In murine models, Tregs inhibit the antitumor immune response mediated by CD4+CD25- T cells and CD8+ cytotoxic T cells.25-28 Population of Tregs in tumor infiltrating lymphocytes are significantly larger than in normal tissue in several malignancies.16-20 Moreover, Tregs infiltration is correlated with tumor progression in pancreatic ductal adenocarcinoma and gastric cancer.19,20 In this study, the population of Tregs were also increased in Bowen's disease and cutaneous squamous cell carcinoma compared to actinic keratosis. Thus, Tregs may highly be relevant in several human cancer progression. Since high Tregs infiltration reduces the anti-tumor immunity, Tregs infiltration has been suggested to be poor prognostic factor in several malignancies.17,20,29-31 On the contrary, recent studies showed that clinical outcome is not dependent on Tregs infiltration in renal cell cancer and colon cancer.32,33 Moreover, there is close correlation between Tregs infiltration and good survival in follicular lymphoma.34 The present study revealed that Tregs infiltration was not correlated with Ki67 LI in squamous cell carcinoma. Overall, it remains controversial as to whether Tregs infiltration is related to clinical behaviour.

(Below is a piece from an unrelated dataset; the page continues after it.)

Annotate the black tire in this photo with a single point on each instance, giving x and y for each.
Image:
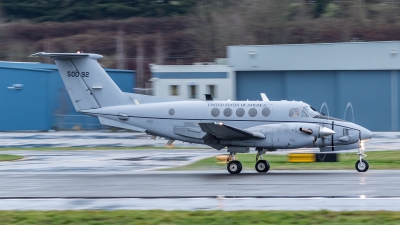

The present study revealed that DCs infiltration was significantly in Bowen's disease and squamous cell carcinoma compared to actinic kertatosis. Moreover, the number of DCs was strongly related to Tregs infiltration, and DC stayed in close proximity to Tregs. A recent report showed that S100 positive DCs infiltration were correlated with Tregs infiltration in colon cancers, and also demonstrated that S100 positive DCs was primarily immature DCs.35 The function of DC effector strictly depend on both maturation stage and on environmental, anti-inflammatory or pro-inflammatory signals.36 Mature DCs have been regarded as inducers of T-cell immunity and vigorous T-cell proliferative responses, whereas immature DCs have been considered as inducers of T reg cells with inherent low ability to proliferate in response to mitogens or antigens.36 It is known that RANK and RANKL are key regulators of bone remodeling, mammary gland formation, lymph node development and T-cell/DC communication.6 RANKL overexpression in keratinocytes resulted in functional alterations of epidermal DCs and systemic increases of Tregs.6 RANK-RANKL signaling between RANK-expressing epidermal DCs and RANKL-overexpressing keratinocytes in K14-RANKL transgenic epidermis resulted in the up-regulation of DEC205 on epidermal DCs, a marker that has previously been associated with the induction of a tolerogenic phenotype in DCs.7 Moreover, DCs co-cultured with Tregs may also down-regulate the expression of costimulatory molecules, release large quantities of IL-10 and become unable to properly trigger T-cell activation.37,38 Recent studies also demonstrated direct contact of Treg with DC in vivo.39-41 Taken together, Tregs may act by directly targeting effector T cells, by competing with pathogenic T cells for access to antigen presenting cells (APCs) or by directly targeting APCs.
In conclusion, this study shows that Tregs are related to cutaneous squamous tumor progression.